Sometime last year, I lost my desire to write this blog anymore. But this morning, I woke up and found it again. It occurred to me that life is just one big lost and found; we lose something, we find something, we carry on either way.
Last year I lost some things that I really wanted to keep. A friend I met on our very first day of Kindergarten, who has been like a sister to me ever since, moved away. For decades our paths have traveled side by side; we lived around the corner from one another in upstate New York as children, then we lived up the block from one another in Manhattan, and eventually we both moved to New Jersey and lived in parallel towns. Her move was a good one for her—to a place up north that she has always loved. But it left me with an emptiness.

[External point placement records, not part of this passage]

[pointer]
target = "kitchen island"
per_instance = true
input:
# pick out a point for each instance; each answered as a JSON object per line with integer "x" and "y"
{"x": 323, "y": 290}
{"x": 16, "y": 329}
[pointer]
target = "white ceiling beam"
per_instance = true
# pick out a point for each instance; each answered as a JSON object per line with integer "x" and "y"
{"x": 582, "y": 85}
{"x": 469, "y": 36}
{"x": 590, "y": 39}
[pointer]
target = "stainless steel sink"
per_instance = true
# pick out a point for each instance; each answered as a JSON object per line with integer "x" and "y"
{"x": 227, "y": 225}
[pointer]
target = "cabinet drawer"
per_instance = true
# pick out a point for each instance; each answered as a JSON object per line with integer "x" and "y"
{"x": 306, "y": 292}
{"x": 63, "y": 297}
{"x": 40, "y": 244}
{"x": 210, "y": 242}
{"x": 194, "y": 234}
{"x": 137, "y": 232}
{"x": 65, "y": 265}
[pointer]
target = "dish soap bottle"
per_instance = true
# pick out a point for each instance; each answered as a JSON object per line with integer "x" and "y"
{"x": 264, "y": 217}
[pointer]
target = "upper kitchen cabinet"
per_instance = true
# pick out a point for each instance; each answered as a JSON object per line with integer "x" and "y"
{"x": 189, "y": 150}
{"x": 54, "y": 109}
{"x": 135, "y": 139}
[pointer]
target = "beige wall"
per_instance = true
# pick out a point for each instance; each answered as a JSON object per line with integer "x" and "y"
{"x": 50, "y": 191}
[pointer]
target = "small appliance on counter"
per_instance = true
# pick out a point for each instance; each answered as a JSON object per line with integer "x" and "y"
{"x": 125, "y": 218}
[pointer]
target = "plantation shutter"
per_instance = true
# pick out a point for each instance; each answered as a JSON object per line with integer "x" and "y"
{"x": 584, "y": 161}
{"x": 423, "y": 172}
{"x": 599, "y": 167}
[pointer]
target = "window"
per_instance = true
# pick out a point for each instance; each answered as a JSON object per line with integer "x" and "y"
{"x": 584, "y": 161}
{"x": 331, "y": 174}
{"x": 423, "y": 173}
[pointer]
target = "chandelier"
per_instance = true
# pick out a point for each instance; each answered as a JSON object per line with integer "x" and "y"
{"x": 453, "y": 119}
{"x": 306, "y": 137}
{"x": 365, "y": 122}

A few months later, the husband of another dear friend died, a man I have known for many years. Although this man, with his far-right-wing politics, often drove me nuts, his absence on the planet feels wrong. It feels like, and is, a loss.
Last week, my youngest son moved out to an apartment. This was the icing on the proverbial cake of loss, because I have so enjoyed having him home after his years at college. But it’s time for him to move on, and I understand that. Empty nest syndrome, however, is a real and difficult passage. I went through it once when he left for school, and now I must go through it again. At least, this time, he has left me his pet fish (at least, temporarily!).

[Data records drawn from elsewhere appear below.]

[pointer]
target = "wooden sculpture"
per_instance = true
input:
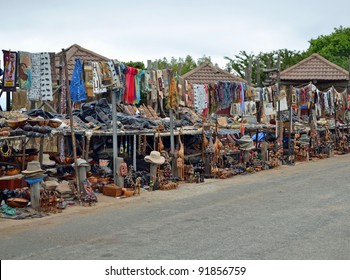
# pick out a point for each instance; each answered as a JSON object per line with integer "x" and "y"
{"x": 181, "y": 159}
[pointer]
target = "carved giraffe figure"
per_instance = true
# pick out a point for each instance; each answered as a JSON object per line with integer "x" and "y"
{"x": 160, "y": 142}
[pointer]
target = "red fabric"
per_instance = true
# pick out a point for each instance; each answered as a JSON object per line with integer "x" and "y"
{"x": 129, "y": 95}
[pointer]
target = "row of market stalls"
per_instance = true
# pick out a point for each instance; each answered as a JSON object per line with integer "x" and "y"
{"x": 89, "y": 124}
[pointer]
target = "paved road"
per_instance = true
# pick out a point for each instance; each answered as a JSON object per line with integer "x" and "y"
{"x": 299, "y": 212}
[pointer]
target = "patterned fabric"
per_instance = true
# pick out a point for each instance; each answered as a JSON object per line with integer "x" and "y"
{"x": 10, "y": 71}
{"x": 200, "y": 99}
{"x": 172, "y": 99}
{"x": 41, "y": 89}
{"x": 63, "y": 100}
{"x": 160, "y": 87}
{"x": 129, "y": 96}
{"x": 77, "y": 89}
{"x": 116, "y": 80}
{"x": 98, "y": 88}
{"x": 88, "y": 79}
{"x": 25, "y": 70}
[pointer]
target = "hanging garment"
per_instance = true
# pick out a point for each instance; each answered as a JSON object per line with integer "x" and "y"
{"x": 200, "y": 100}
{"x": 97, "y": 86}
{"x": 41, "y": 88}
{"x": 10, "y": 71}
{"x": 166, "y": 77}
{"x": 25, "y": 70}
{"x": 129, "y": 95}
{"x": 160, "y": 83}
{"x": 115, "y": 80}
{"x": 139, "y": 78}
{"x": 77, "y": 89}
{"x": 153, "y": 84}
{"x": 46, "y": 77}
{"x": 172, "y": 99}
{"x": 242, "y": 88}
{"x": 107, "y": 78}
{"x": 63, "y": 101}
{"x": 88, "y": 79}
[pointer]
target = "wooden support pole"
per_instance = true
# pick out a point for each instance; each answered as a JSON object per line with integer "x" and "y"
{"x": 71, "y": 123}
{"x": 35, "y": 196}
{"x": 41, "y": 151}
{"x": 120, "y": 179}
{"x": 134, "y": 152}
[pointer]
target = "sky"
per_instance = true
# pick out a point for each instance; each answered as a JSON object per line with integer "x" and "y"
{"x": 141, "y": 30}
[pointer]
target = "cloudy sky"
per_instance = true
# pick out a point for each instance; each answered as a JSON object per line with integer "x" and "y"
{"x": 151, "y": 29}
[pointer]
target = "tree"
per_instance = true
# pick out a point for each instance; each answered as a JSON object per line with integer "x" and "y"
{"x": 335, "y": 47}
{"x": 240, "y": 63}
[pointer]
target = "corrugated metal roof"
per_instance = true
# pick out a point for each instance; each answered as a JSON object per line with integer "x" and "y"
{"x": 208, "y": 74}
{"x": 315, "y": 67}
{"x": 76, "y": 51}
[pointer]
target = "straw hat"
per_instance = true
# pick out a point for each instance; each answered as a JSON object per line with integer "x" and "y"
{"x": 246, "y": 143}
{"x": 155, "y": 158}
{"x": 47, "y": 161}
{"x": 83, "y": 162}
{"x": 33, "y": 167}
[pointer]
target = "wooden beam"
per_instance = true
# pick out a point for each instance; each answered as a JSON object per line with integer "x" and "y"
{"x": 71, "y": 123}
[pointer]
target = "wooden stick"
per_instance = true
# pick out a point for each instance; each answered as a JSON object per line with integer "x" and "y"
{"x": 71, "y": 121}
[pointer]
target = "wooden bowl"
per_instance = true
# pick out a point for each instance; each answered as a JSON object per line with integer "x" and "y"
{"x": 128, "y": 192}
{"x": 54, "y": 123}
{"x": 17, "y": 122}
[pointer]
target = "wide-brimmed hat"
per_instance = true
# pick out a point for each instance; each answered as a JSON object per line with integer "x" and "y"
{"x": 47, "y": 161}
{"x": 83, "y": 162}
{"x": 33, "y": 167}
{"x": 155, "y": 158}
{"x": 246, "y": 143}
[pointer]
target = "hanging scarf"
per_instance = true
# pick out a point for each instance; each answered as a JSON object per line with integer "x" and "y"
{"x": 25, "y": 70}
{"x": 10, "y": 71}
{"x": 77, "y": 89}
{"x": 172, "y": 99}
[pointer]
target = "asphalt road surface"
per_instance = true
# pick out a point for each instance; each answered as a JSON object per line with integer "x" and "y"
{"x": 298, "y": 212}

I’m aware that everyone has loss in their lives and that some losses are huge and can never, ever be filled. I “lost” both my parents decades ago, and there is no way of ever retrieving them, except in memory. And I do try to look on the bright side; for instance, the loss of my son in my daily life also means I have more space, more solitude, and more freedom. And though I have lost some things this year, I’ve found others. I’ve found a new place to teach yoga, I’ve found a new courage to travel, and I’ve found a way to get on Route 4 (a road in NJ I’ve avoided for years) and drive without freaking out.
Long ago, another friend taught me the prayer of St. Anthony: “Good Saint Anthony, come around, something’s lost and must be found.” This works quite well for car keys and earrings, but not so much for friends and family who have moved on or moved out. But I realize that when we lose some things, we often find other things of great value, and if we wallow in the losses we close ourselves off to new experiences. Regardless of what we lose and what we find, however, there is something that must never go missing: Acceptance. Without it, we can neither let go of what must leave, nor embrace the unknown gifts that will come next.